Your Birthday Today A combination of hubris, treachery, and everyday low prices will soon mark the end of your reign as Mattress King.
Aries There's nothing quite like the love of a real woman. Then again, if the plaster sets properly and the paint dries evenly, you'll have the next best thing.
Taurus The answer you've been searching for lies right in front of your face, though it's difficult to make out with all that cheesecake in the way.
Gemini You didn't get into plumbing for the fame, the fortune, or the women. But one severely backed-up toilet will soon change all of that.
Cancer Turns out beauty marks are smaller than a grapefruit in size, are generally symmetrical in shape, and don't grow at the base of one's brain.
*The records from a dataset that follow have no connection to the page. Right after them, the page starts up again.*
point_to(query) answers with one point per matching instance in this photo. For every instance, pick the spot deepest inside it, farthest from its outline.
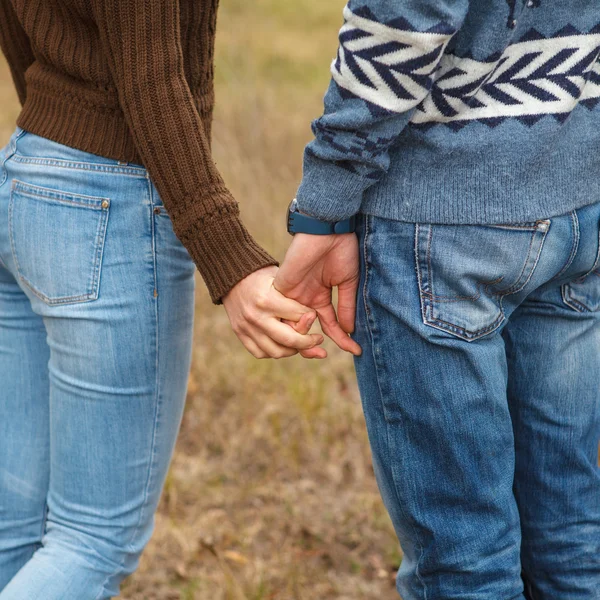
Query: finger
(286, 308)
(316, 352)
(252, 347)
(270, 348)
(305, 323)
(286, 336)
(331, 328)
(346, 309)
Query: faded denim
(480, 382)
(96, 317)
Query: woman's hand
(313, 265)
(255, 309)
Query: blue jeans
(96, 316)
(480, 381)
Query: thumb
(305, 323)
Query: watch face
(290, 217)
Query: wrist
(299, 221)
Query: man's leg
(434, 397)
(24, 428)
(553, 350)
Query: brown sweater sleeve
(18, 53)
(141, 39)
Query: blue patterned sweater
(458, 111)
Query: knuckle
(261, 301)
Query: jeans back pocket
(583, 294)
(57, 242)
(465, 271)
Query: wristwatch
(298, 222)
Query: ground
(271, 495)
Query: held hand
(255, 309)
(313, 265)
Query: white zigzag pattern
(582, 45)
(370, 35)
(380, 94)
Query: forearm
(387, 57)
(18, 53)
(142, 42)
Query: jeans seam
(369, 317)
(157, 411)
(428, 297)
(574, 245)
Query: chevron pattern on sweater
(534, 77)
(388, 65)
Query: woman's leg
(24, 421)
(120, 348)
(24, 428)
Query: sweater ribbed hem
(86, 119)
(225, 253)
(328, 191)
(479, 192)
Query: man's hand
(255, 309)
(313, 265)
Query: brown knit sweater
(132, 80)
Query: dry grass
(271, 494)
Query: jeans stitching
(574, 245)
(513, 289)
(82, 166)
(369, 320)
(157, 412)
(567, 288)
(95, 274)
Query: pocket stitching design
(567, 290)
(427, 297)
(94, 279)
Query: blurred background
(271, 494)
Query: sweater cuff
(328, 191)
(225, 253)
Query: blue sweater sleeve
(388, 53)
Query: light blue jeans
(480, 380)
(96, 318)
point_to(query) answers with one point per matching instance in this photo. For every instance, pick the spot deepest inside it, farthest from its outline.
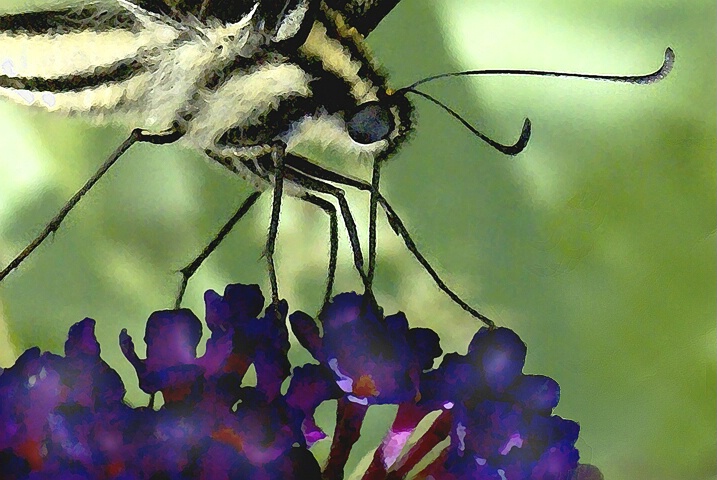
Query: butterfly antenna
(514, 149)
(656, 76)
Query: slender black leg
(329, 208)
(188, 270)
(302, 172)
(375, 180)
(278, 160)
(349, 223)
(137, 135)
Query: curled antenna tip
(522, 142)
(663, 71)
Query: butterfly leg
(305, 171)
(373, 207)
(340, 196)
(277, 157)
(137, 136)
(330, 209)
(188, 270)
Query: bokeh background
(597, 244)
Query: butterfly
(249, 84)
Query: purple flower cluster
(63, 417)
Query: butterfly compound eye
(370, 123)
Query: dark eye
(370, 123)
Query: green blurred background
(597, 244)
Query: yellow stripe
(337, 59)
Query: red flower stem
(349, 418)
(438, 431)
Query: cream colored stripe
(52, 56)
(337, 59)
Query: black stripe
(357, 52)
(363, 15)
(110, 74)
(93, 18)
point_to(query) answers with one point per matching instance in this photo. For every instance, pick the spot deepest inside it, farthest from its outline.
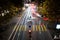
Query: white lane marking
(15, 33)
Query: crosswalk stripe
(20, 28)
(33, 28)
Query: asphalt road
(38, 31)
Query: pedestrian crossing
(33, 28)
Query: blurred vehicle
(26, 5)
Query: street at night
(29, 20)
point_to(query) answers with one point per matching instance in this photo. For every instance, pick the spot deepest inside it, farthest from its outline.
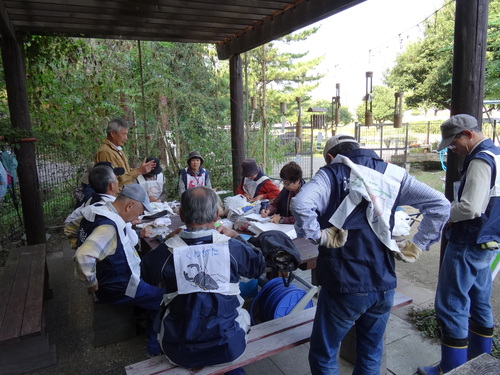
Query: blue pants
(149, 298)
(464, 288)
(335, 315)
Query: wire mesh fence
(59, 171)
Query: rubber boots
(451, 357)
(480, 340)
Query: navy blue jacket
(200, 329)
(364, 263)
(113, 272)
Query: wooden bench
(24, 345)
(264, 340)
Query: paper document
(257, 217)
(288, 229)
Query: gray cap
(453, 126)
(137, 193)
(85, 177)
(335, 141)
(249, 168)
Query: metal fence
(59, 173)
(413, 142)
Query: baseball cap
(118, 171)
(335, 141)
(137, 193)
(85, 177)
(453, 126)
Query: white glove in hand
(333, 237)
(409, 252)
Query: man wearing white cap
(348, 209)
(463, 293)
(107, 262)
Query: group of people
(190, 282)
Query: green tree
(382, 105)
(275, 76)
(492, 79)
(423, 70)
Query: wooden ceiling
(234, 26)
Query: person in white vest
(202, 321)
(107, 262)
(153, 182)
(348, 209)
(255, 185)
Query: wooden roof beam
(302, 14)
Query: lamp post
(368, 99)
(337, 107)
(283, 111)
(398, 109)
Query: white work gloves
(409, 252)
(333, 237)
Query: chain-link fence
(59, 172)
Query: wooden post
(15, 81)
(237, 128)
(467, 88)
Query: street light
(368, 99)
(398, 109)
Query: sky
(366, 37)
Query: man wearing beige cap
(112, 152)
(463, 293)
(107, 262)
(348, 210)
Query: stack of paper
(257, 217)
(258, 228)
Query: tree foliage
(382, 105)
(423, 70)
(174, 95)
(275, 76)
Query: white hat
(137, 193)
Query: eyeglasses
(451, 145)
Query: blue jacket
(200, 328)
(486, 227)
(364, 263)
(113, 272)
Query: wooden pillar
(467, 88)
(15, 80)
(237, 124)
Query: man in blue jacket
(463, 294)
(348, 209)
(202, 321)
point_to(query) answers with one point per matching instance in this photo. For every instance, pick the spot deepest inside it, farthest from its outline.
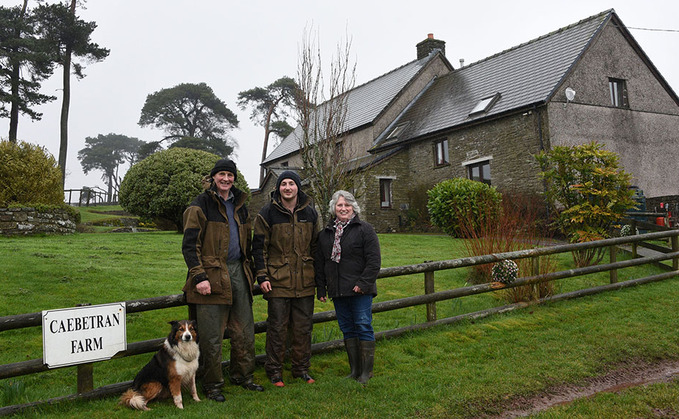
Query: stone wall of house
(386, 220)
(510, 145)
(29, 221)
(644, 134)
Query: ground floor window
(441, 153)
(385, 193)
(479, 171)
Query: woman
(347, 263)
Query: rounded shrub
(29, 175)
(460, 205)
(162, 185)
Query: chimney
(428, 45)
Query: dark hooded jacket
(206, 244)
(359, 263)
(283, 246)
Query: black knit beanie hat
(225, 164)
(289, 174)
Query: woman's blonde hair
(348, 196)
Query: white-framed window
(480, 171)
(618, 91)
(385, 193)
(441, 157)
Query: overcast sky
(237, 45)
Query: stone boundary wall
(29, 221)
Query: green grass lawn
(462, 370)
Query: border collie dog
(171, 368)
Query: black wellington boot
(367, 360)
(354, 355)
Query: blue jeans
(354, 316)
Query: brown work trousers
(212, 320)
(296, 316)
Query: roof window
(396, 131)
(485, 104)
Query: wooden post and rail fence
(428, 299)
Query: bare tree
(322, 120)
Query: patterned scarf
(336, 254)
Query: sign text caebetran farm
(83, 334)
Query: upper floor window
(618, 90)
(480, 171)
(441, 153)
(385, 193)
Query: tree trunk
(16, 74)
(14, 111)
(267, 132)
(65, 104)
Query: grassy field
(463, 370)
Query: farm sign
(83, 334)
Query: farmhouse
(428, 121)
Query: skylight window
(396, 131)
(485, 104)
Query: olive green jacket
(206, 243)
(283, 247)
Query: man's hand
(204, 288)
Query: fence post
(85, 377)
(613, 250)
(675, 247)
(634, 245)
(429, 289)
(535, 270)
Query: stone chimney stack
(428, 45)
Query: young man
(218, 289)
(283, 246)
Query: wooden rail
(429, 298)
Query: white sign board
(83, 334)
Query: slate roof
(364, 103)
(524, 75)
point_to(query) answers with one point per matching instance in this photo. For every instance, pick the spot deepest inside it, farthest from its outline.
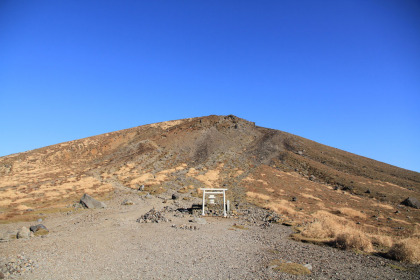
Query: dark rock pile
(152, 216)
(16, 267)
(256, 215)
(186, 227)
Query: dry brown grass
(407, 250)
(330, 227)
(354, 239)
(350, 212)
(382, 240)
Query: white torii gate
(211, 192)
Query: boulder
(148, 196)
(39, 229)
(89, 202)
(411, 202)
(127, 202)
(200, 221)
(8, 235)
(23, 233)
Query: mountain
(291, 175)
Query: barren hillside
(291, 175)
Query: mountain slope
(292, 175)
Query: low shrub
(407, 250)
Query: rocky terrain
(327, 196)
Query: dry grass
(354, 239)
(337, 229)
(407, 250)
(381, 240)
(352, 213)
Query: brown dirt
(292, 175)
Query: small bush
(382, 240)
(407, 250)
(355, 240)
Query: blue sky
(342, 73)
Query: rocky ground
(136, 237)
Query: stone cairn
(152, 216)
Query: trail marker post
(211, 193)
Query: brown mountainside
(289, 174)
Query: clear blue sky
(342, 73)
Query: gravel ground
(110, 244)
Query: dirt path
(110, 244)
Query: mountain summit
(289, 174)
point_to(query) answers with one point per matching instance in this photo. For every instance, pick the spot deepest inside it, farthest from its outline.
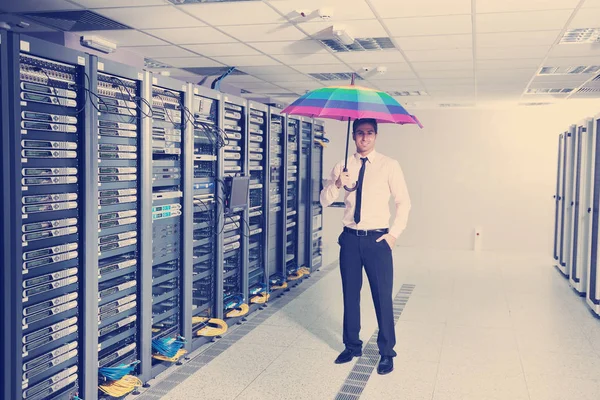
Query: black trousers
(376, 257)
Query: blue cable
(168, 347)
(116, 373)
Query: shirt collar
(372, 156)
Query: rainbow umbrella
(344, 103)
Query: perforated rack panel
(52, 203)
(119, 123)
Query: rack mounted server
(117, 215)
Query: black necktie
(361, 175)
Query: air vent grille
(549, 91)
(576, 70)
(408, 93)
(335, 76)
(585, 35)
(153, 64)
(211, 71)
(362, 44)
(76, 21)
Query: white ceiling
(456, 51)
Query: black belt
(361, 232)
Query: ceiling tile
(391, 67)
(381, 56)
(357, 28)
(571, 61)
(494, 6)
(200, 35)
(456, 73)
(268, 70)
(151, 17)
(512, 63)
(188, 62)
(290, 47)
(246, 61)
(324, 68)
(506, 39)
(442, 65)
(234, 13)
(119, 3)
(37, 5)
(522, 21)
(427, 26)
(303, 59)
(587, 18)
(440, 55)
(264, 33)
(575, 50)
(500, 53)
(421, 8)
(340, 9)
(124, 38)
(222, 49)
(440, 42)
(160, 51)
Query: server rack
(558, 201)
(118, 126)
(168, 180)
(582, 188)
(568, 203)
(593, 272)
(276, 211)
(6, 207)
(292, 195)
(52, 186)
(304, 196)
(316, 220)
(207, 241)
(258, 196)
(234, 158)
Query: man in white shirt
(366, 239)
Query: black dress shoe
(386, 365)
(347, 356)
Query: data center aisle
(485, 326)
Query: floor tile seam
(368, 360)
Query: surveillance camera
(325, 13)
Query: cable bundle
(168, 349)
(117, 381)
(211, 326)
(122, 387)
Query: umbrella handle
(352, 189)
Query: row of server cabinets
(577, 210)
(122, 225)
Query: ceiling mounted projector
(343, 36)
(98, 43)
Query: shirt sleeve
(331, 192)
(401, 198)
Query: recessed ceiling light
(577, 70)
(586, 35)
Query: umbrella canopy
(349, 102)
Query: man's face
(364, 137)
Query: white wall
(467, 168)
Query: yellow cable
(122, 387)
(260, 298)
(284, 286)
(214, 327)
(175, 358)
(238, 311)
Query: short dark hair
(358, 122)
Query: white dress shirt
(383, 178)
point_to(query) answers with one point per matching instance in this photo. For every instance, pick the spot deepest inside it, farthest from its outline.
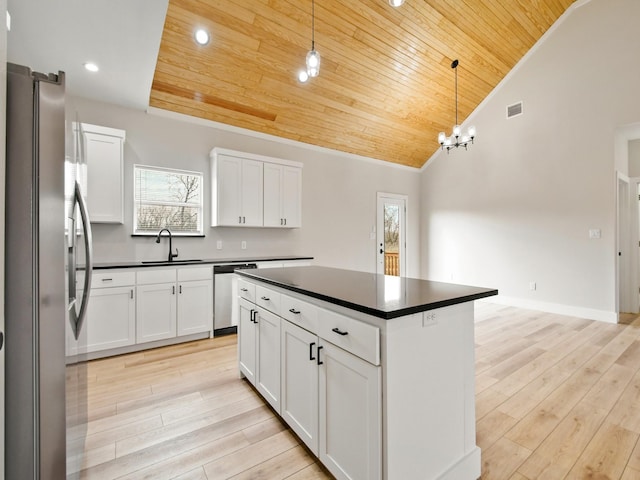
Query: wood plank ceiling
(386, 87)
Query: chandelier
(457, 139)
(313, 57)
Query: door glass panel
(391, 239)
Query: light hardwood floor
(556, 397)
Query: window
(167, 198)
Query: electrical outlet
(429, 319)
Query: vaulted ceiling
(386, 86)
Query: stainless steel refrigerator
(41, 241)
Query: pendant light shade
(313, 63)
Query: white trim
(272, 138)
(545, 36)
(557, 308)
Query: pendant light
(456, 139)
(313, 57)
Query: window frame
(169, 203)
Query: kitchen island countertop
(382, 296)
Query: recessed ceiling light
(92, 67)
(202, 36)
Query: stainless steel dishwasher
(223, 322)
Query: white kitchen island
(374, 373)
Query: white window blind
(167, 198)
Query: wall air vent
(514, 110)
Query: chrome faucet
(171, 254)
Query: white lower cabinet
(259, 350)
(329, 397)
(110, 321)
(350, 414)
(300, 383)
(156, 312)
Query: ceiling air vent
(514, 110)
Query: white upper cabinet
(236, 194)
(282, 196)
(249, 190)
(104, 154)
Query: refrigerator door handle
(86, 227)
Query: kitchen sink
(173, 262)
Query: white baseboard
(560, 309)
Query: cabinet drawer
(101, 279)
(268, 299)
(299, 312)
(187, 274)
(359, 338)
(247, 290)
(150, 276)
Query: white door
(300, 383)
(350, 415)
(247, 340)
(155, 312)
(391, 245)
(625, 295)
(195, 306)
(268, 368)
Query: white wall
(3, 131)
(339, 194)
(517, 207)
(634, 158)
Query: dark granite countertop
(378, 295)
(209, 261)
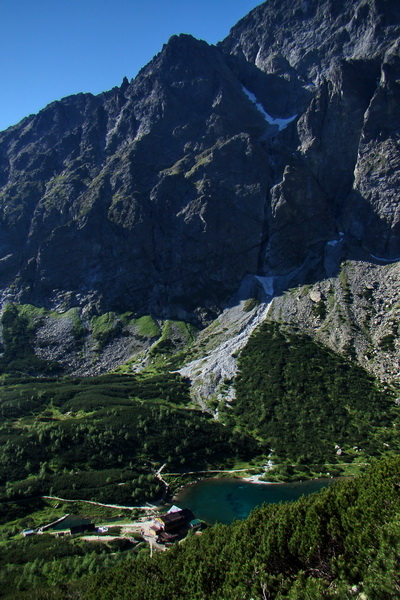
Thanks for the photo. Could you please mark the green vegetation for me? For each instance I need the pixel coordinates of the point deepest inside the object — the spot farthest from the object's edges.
(79, 438)
(341, 543)
(310, 402)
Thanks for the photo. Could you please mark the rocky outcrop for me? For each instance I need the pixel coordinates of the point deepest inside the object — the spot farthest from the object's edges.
(274, 154)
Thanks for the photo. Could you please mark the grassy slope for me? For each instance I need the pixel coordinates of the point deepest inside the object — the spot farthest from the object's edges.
(336, 544)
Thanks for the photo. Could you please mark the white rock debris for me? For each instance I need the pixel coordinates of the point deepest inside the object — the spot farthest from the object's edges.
(281, 123)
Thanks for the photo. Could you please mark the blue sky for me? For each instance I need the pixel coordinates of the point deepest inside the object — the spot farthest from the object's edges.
(53, 48)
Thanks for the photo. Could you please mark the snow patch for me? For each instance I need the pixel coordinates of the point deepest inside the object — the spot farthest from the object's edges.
(281, 123)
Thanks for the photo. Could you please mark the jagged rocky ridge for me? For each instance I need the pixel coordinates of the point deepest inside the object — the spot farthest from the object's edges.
(273, 155)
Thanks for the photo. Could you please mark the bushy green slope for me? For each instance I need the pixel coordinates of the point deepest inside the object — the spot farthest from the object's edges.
(337, 544)
(79, 438)
(308, 402)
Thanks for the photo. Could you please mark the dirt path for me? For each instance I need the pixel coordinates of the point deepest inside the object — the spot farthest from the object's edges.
(149, 507)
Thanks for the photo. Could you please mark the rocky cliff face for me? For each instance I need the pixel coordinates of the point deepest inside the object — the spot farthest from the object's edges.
(275, 154)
Leo You'll fail to find happiness at the bottom of a bottle this week, but by that point you'll be too drunk to really care.
Virgo All of your sins will come back to haunt you— especially those involving boomerangs, tether-balls, and vengeful homing pigeons.
Libra Your financial situation takes a turn for the worse this week when that damn quarter slips loose and falls behind a sofa cushion.
Scorpio Sometimes the truth can be difficult to hear. Thankfully, a battery-operated megaphone will make your past failures crystal clear.
Sagittarius Yelling "shark" and running around in a panic will only get you hurt, especially if you keep doing it at shady pool halls.
Capricorn Your attempt to vandalize a series of 16th-century paintings will fail this week, since most already feature handlebar mustaches, wispy goatees, and racial epithets aimed at the Jews.
Aquarius No amount of rope can hold you back. Unless, of course, it's suspended from the ceiling of a middle-school gym.
Pisces After everything is said and done, you'll continue to prattle on like a fucking idiot.